Honing the Ubuntu Touch tablet interface will be the “focus” of Ubuntu’s development activities over the next 6 months.
For April 2014′s release of Ubuntu 14.04 LTS, Canonical are aiming to release version 1.0 of the Ubuntu for Tablets for the Nexus 7 and 10 hardware.
Ubuntu Touch images are already available for both tablets but lack support for hardware features like camera and sensors. Similarly, both the UI and Mir, the display server, lack tablet-specific optimisations.
Work on improving ‘side-stage’, the Windows 8-like feature for running two applications on screen side-by-side, will also get underway.

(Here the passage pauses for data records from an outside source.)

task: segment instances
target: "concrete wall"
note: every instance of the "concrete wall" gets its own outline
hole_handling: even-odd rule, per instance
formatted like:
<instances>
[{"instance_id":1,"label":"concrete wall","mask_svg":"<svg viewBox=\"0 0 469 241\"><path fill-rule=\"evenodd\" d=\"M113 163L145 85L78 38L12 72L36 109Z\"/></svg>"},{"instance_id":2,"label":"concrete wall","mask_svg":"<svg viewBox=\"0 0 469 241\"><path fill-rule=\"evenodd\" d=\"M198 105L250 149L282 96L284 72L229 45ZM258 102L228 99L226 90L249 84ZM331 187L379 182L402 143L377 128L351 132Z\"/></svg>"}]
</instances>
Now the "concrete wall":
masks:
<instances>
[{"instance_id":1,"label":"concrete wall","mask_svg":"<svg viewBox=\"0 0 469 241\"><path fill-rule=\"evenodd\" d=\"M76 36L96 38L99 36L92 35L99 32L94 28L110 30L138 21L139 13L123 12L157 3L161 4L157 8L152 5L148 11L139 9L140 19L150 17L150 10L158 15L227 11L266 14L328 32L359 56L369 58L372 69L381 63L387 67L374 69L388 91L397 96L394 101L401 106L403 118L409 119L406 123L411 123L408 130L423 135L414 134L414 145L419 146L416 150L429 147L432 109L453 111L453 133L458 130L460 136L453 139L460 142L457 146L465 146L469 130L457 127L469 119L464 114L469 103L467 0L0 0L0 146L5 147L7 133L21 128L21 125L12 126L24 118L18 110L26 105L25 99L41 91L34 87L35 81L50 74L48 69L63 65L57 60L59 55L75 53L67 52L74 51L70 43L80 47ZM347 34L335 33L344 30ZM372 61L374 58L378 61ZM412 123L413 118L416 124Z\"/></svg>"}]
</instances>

To make use of this, many of Ubuntu’s core apps will be adapted to become “convergent” – better able to make use of larger screens and tablet workflows.
Several apps will also be redesigned.
Canonical Community Manager Jono Bacon says that ‘press, carriers and OEMs‘ are ‘excited’ by the tablet OS story, adding that tablets are “easy…for people to ship” due to the need to pass through fewer regulatory checks and certifications.
With no major carriers or OEMs yet to signal plans to adopt Ubuntu Phone, Canonical’s mobile plans may fare better on tablets. The cost to market is lower, with small computer resellers able to buy and import no-brand tablets from abroad and install the OS themselves.
Emulator, Phone 1.5 & New-Look Apps
While the push on the Tablet front will, Bacon says, command ‘a big chunk of focus’ this cycle, it’s not the only effort getting underway.
Work on adding an emulator to the Ubuntu SDK is ongoing. The goal is to allow developers lacking reference hardware the ability to test and iterate their apps within the Ubuntu Touch framework.
Ubuntu Phone 1.5
Ubuntu for Phones will reach version 1.5 in April next year. This milestone will feature improvements to the OS, including limits on the amount of memory apps can access and battery life optimisations.
Other key aspects, like vibration support, a way to shutdown and restart the phone, app ratings, reviews and purchases, etc, will also feature. So too will a set of ‘expanded scopes’ featuring refinements to the way results are displayed and filtered.
Ubuntu Desktop
The Ubuntu desktop is unlikely to see any major changes this cycle, with Unity 7 remaining in ‘maintenance mode’.
The aim is to offer a preview session of Unity 8 (not desktop optimised) running on Mir as a login option in 14.04 LTS.
Full desktop convergence is not planned until nearer Ubuntu 14.10, due October 2014. Even then this is only a goal. The sheer undertaking involved in tailoring Unity 8 and Mir for desktop use may see it pushed back to Ubuntu 15.04.